= High-Bid =

Board game published in 1965

Box cover of 3M edition, 1963

High-Bid is a board game published in 1963 by 3M that simulates the buying and selling of items via auction. The game was acquired in the mid-1970s by Avalon Hill and re-published under two titles: The Collector and Auction.

==Contents==
High-Bid is a game in which players complete collections of rare items and make money buying and selling to other collectors.

===Gameplay: 3M===
In the editions published by 3M, a player may acquire items via auction, and may sell items in their hand to other players for a value indicated by a die roll. This can be anywhere from 25% to 100% of the property's theoretical value. Players attempt to put together a set of related items. The first player to attain a worth of $5000 in completed sets and cash is the winner.

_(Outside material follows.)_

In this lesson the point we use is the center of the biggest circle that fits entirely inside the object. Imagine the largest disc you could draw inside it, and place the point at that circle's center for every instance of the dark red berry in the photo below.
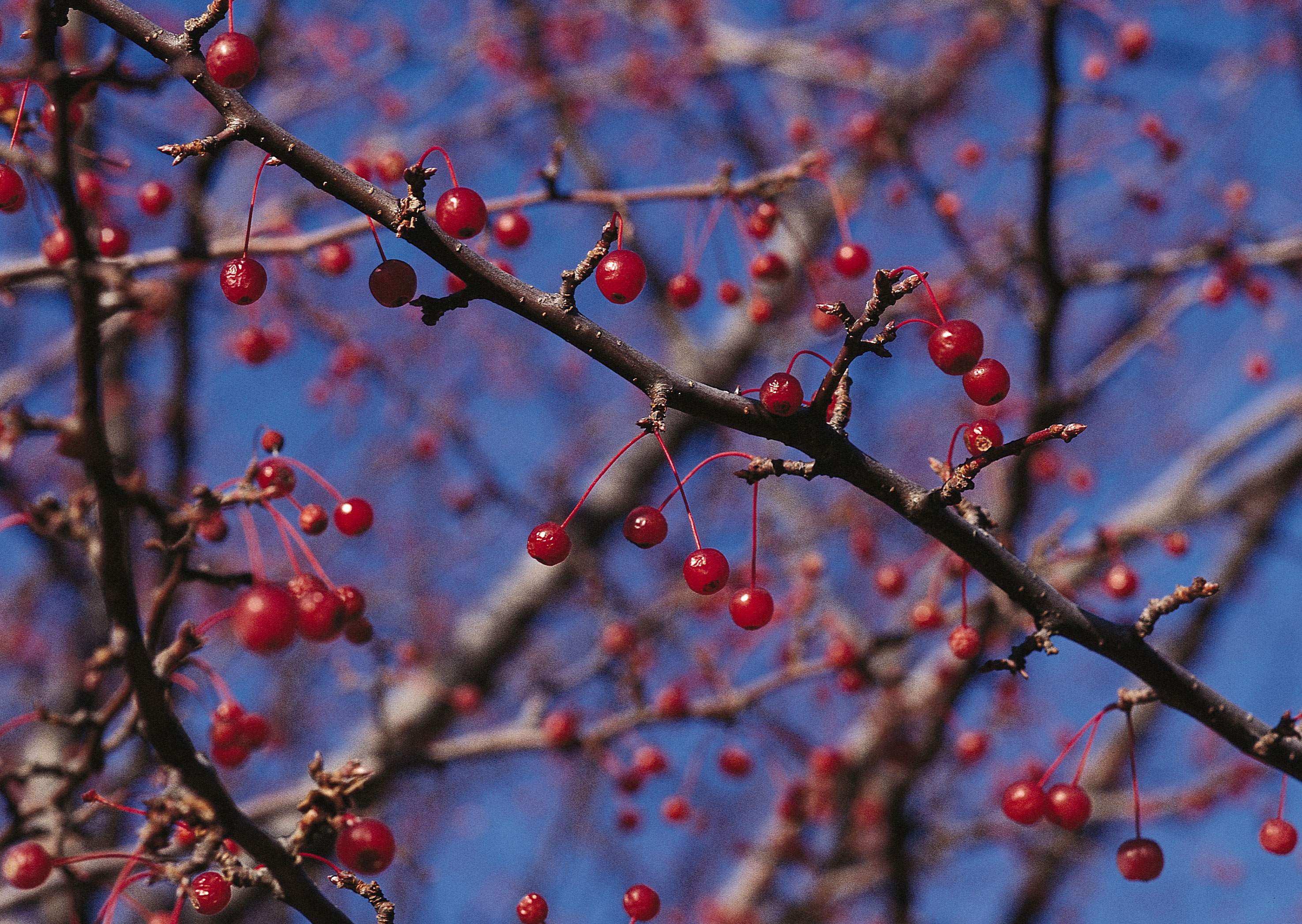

===Gameplay: Avalon Hill===
In the editions published by Avalon Hill, the amount needed to win was raised to $7500. Also, a "Rich Collector" can appear via a Special Events card deck to purchase at full price items of the most expensive collections. In addition, a "Buyer's Card" can be used as a wild card to complete a set.

==Publication history==
Larry and Pearl Winters designed High-Bid and it was published by 3M in 1963. It sold well, and 3M came out with new editions in 1964, 1965, 1967, 1968, 1970 and 1975. Avalon Hill then acquired the license for the game, and produced a new edition titled The Collector in 1977, and an edition with the title Auction in 1989.

In 1989, Swedish publisher Casper created a Swedish-language edition titled Första, Andra, Tredje! (First, Second, Third!)

==Reception==
In A Player's Guide to Table Games, John Jackson noted that "In practice, the completion of one or two medium-value sets is enough to win; the high-value sets take too long to collect." He concluded "If gratuitous awards for rolling the right number on a die or landing on the proper space is your idea of excitement, then High Bid [...] may afford you hours of fun. Otherwise, look elsewhere."

In The Playboy Winner's Guide to Board Games, Jon Freeman thought the Avalon Hill edition titled The Collector "is certainly a better game than High Bid was. Unfortunately, that's still not saying much."

Although the game had been a popular product for 3M for over twenty years, The Avalon Hill Game Co. General Index and Company History, 1952-1980 reported in 1980 that their edition titled The Collector "has never sold well."

Ian Livingstone reviewed Auction for Games International magazine, and gave it 2 1/2 stars out of 5, stating that "As a person who enjoys going to auctions, I'm afraid I found this simulation rather disappointing despite its promise."